The parS sites of plasmid pcai42C are placed within the cas3 gene. In this case, we plan to investigate whether binding of the RepB protein to parS exerts regulatory effects on the expression of cas operon. The parS repeats of pAMI4 and chromosome 2 occur within long intergenic regions. In this cases, we plan to investigate (a) the influence of direction of DNA replication on genomic distribution of parSs (pAMI4 model) and (b) the role of the additional parS sites in the maintenance of an essential replicon (chromosome 2), whose replication (and partition) can be synchronized with replication (and segregation) of the main chromosome.

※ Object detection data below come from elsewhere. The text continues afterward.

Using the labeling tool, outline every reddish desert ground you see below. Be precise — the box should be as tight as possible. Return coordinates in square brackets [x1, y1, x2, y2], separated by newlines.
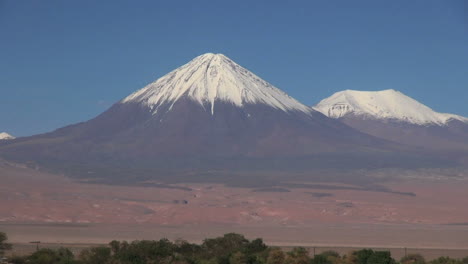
[0, 159, 468, 252]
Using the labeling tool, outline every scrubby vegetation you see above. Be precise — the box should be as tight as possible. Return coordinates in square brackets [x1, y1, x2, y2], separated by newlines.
[0, 233, 468, 264]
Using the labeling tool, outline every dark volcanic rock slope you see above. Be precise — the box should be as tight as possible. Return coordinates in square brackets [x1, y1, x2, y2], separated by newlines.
[0, 54, 454, 182]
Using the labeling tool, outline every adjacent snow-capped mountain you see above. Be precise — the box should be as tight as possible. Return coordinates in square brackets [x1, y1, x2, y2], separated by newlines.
[313, 89, 468, 125]
[313, 90, 468, 151]
[0, 53, 419, 182]
[122, 53, 310, 114]
[0, 132, 15, 140]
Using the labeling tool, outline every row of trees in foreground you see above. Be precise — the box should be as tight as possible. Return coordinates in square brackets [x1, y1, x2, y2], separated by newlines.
[0, 233, 468, 264]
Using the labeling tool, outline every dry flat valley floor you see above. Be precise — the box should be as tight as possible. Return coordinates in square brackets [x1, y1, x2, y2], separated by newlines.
[0, 159, 468, 256]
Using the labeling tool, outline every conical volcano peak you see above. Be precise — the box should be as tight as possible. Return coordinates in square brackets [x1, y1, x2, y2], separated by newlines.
[314, 89, 468, 125]
[122, 53, 311, 114]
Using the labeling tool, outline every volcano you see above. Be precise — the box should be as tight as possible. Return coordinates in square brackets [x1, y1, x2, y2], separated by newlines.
[314, 89, 468, 152]
[0, 53, 450, 182]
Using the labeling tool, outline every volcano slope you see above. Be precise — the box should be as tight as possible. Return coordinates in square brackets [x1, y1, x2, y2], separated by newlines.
[0, 53, 456, 184]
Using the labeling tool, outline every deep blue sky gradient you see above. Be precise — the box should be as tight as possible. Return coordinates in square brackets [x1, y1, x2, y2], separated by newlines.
[0, 0, 468, 136]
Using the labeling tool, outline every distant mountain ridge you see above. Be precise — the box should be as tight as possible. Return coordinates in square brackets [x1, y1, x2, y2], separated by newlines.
[313, 89, 468, 125]
[0, 53, 444, 181]
[313, 90, 468, 151]
[0, 132, 15, 140]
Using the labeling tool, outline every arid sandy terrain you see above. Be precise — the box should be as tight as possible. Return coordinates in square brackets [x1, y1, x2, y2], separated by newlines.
[0, 160, 468, 251]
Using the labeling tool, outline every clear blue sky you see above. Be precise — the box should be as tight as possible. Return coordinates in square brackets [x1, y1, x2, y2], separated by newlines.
[0, 0, 468, 136]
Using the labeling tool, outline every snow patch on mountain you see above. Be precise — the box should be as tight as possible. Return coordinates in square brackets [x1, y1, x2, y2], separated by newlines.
[313, 89, 468, 125]
[121, 53, 311, 114]
[0, 132, 15, 140]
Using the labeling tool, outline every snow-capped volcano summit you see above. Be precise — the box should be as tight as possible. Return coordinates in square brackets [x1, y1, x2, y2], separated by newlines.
[314, 89, 468, 125]
[0, 53, 406, 177]
[314, 90, 468, 150]
[122, 53, 310, 114]
[0, 132, 15, 140]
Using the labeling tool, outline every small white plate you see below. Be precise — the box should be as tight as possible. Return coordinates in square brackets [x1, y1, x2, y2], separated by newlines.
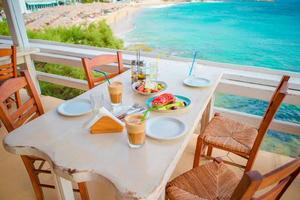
[183, 76, 211, 87]
[146, 117, 186, 140]
[57, 99, 92, 117]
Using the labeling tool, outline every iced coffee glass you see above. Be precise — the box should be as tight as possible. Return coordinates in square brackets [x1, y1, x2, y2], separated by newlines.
[108, 82, 123, 106]
[125, 114, 146, 148]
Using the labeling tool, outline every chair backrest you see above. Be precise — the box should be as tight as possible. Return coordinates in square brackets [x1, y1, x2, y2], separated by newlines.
[0, 46, 18, 82]
[246, 76, 290, 167]
[81, 51, 124, 89]
[0, 70, 44, 132]
[231, 157, 300, 200]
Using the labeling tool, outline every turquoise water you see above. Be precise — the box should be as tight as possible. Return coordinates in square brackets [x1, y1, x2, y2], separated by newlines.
[125, 0, 300, 156]
[126, 0, 300, 72]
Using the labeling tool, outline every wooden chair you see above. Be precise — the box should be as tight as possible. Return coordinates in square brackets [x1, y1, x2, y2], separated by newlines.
[0, 71, 89, 200]
[81, 51, 125, 89]
[0, 46, 21, 107]
[193, 76, 290, 172]
[166, 157, 300, 200]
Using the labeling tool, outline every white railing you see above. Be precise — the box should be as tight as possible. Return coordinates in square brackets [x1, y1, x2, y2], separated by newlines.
[0, 37, 300, 134]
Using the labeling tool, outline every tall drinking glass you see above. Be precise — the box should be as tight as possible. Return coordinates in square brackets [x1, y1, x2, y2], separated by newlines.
[90, 93, 104, 115]
[108, 81, 123, 106]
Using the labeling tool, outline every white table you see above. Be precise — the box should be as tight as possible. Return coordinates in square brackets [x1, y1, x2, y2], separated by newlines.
[3, 60, 222, 200]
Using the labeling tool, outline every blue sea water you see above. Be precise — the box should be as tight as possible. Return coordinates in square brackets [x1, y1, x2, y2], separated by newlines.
[125, 0, 300, 156]
[126, 0, 300, 72]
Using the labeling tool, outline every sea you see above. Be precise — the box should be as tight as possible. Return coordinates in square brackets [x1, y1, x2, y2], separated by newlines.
[124, 0, 300, 156]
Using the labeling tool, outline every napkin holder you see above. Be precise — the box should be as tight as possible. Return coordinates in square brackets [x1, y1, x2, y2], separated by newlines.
[88, 107, 125, 134]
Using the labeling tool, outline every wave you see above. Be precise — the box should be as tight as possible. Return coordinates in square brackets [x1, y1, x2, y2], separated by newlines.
[202, 0, 225, 3]
[148, 3, 176, 8]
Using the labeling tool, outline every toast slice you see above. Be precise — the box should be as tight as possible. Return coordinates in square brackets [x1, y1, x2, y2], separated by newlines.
[90, 115, 124, 134]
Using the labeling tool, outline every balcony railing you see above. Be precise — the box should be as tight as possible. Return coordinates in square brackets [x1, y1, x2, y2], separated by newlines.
[0, 37, 300, 135]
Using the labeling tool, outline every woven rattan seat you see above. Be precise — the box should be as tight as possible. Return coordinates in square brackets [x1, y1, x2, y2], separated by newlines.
[203, 116, 257, 154]
[166, 161, 240, 200]
[193, 76, 290, 172]
[166, 157, 300, 200]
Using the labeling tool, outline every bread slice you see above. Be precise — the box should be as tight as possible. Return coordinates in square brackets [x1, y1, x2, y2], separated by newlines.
[90, 115, 124, 134]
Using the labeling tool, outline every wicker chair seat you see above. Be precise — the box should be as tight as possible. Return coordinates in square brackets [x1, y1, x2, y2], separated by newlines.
[203, 116, 258, 155]
[166, 161, 240, 200]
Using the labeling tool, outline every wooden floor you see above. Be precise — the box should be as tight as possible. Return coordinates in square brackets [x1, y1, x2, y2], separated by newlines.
[0, 97, 300, 200]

The mechanisms responsible for stable maintenance of repABC replicons in bacterial cells have so far been analyzed only through the prism of the partitioning-replication operons themselves. The implementation of the presented project will provide first holistic insight into the structure and functioning of entire repABC replicons. The obtained results may reveal the dualistic role of the parS sites – their involvement in both active partitioning of DNA molecules and regulation of the neighboring genes expression. Moreover, analysis of the non-canonical repABC operon of A. vitis may provide valuable information on the role of the operon in synchronization of the maintenance functions of the main chromosome and chromosome 2 in the A. vitis cell cycle.